To test your Native 3DS implementation, use the 3DS Test Cards in your sandbox environment. These cards allow you to simulate various outcomes, including frictionless authentication, mandatory challenges, and specific failure states.

### Test cards

#### Visa

| Card Number           | Expected 3DS Outcome                                           |
| --------------------- | -------------------------------------------------------------- |
| `4000 0000 0000 0010` | Frictionless Success: Authenticated without user interaction.  |
| `4000 0000 0000 0028` | Challenge Required: Triggers a 3DS challenge UI.               |
| `4000 0000 0000 0044` | Authentication Failed: Simulates a "Not Authenticated" result. |
| `4000 0000 0000 1042` | Rejected: The authentication request was explicitly rejected.  |

#### Mastercard

| Card Number           | Expected 3DS Outcome                                                       |
| --------------------- | -------------------------------------------------------------------------- |
| `5100 0000 0000 0010` | Challenge Required: Triggers a 3DS challenge UI.                           |
| `5200 0000 0000 2052` | Frictionless Success: Authenticated without user interaction.              |
| `5200 0000 0000 1039` | Unavailable: Simulates a scenario where 3DS is not available for the card. |
| `5100 0000 0000 0065` | Suspected Fraud: Frictionless failure due to suspected fraud.              |

#### American Express

| Card Number          | Expected 3DS Outcome                                          |
| -------------------- | ------------------------------------------------------------- |
| `3415 0209 8634 895` | Frictionless Success: Authenticated without user interaction. |
| `3486 3826 7931 507` | Challenge Required: Triggers a 3DS challenge UI.              |
| `3456 9539 9207 589` | Authentication Failed: Frictionless failure.                  |

### Challenge screen inputs

When a challenge is triggered, use the following values to simulate different transaction results.

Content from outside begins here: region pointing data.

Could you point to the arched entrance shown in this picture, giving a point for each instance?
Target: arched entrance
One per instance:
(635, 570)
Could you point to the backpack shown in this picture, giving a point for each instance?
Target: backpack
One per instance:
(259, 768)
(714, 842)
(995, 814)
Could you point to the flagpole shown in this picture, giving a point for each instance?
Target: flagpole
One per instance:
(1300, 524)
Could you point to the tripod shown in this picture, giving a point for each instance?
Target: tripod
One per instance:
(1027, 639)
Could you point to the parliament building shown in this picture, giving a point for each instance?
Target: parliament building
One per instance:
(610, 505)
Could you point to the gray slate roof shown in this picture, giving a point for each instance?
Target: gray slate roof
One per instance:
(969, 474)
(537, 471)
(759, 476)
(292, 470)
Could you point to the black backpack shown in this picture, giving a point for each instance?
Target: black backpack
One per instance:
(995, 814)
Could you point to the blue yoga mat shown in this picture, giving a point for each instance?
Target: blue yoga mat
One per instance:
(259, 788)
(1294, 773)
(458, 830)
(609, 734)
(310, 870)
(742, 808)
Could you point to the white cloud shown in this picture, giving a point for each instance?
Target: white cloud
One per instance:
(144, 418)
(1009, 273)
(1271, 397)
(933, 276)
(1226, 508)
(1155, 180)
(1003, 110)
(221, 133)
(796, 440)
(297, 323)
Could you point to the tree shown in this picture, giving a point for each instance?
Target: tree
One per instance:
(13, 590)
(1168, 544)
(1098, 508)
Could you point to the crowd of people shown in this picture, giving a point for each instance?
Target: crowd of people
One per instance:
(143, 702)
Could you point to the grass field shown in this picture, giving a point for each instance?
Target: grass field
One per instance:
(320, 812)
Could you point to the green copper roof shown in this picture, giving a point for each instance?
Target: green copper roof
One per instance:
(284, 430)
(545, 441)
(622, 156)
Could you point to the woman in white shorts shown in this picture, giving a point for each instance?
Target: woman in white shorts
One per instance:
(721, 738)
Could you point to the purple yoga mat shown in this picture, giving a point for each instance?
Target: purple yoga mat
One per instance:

#### OTP (One-Time Password)

When the challenge screen asks for a code, enter one of the following:

| OTP Code | Resulting Transaction Status | Description                       |
| -------- | ---------------------------- | --------------------------------- |
| `1234`   | Y                            | Success / Authenticated.          |
| `1111`   | N                            | Not Authenticated.                |
| `2222`   | R                            | Rejected.                         |
| `3333`   | U                            | Unavailable / Unable to complete. |

#### Selection options

Some challenges may present a list of options (for example, "Select your favorite city").

**Single-select**

* Paris or Nice: Returns Success (Y).

**Multi-select**

* Paris & Lyon: Returns Success (Y).
* Toulouse & Lyon: Returns Success (Y).

### Best practices for testing

1. Verify UI transitions: Ensure your app correctly transitions from the card entry screen to the 3DS challenge modal and back.
2. Test error states: Use the "Rejected" or "Failed" cards to ensure your app displays helpful messaging to the user when a card cannot be verified.
3. Check authentication outcome: After a successful test, verify that the `authentication` object in your callback reflects the expected result before attempting the final transaction.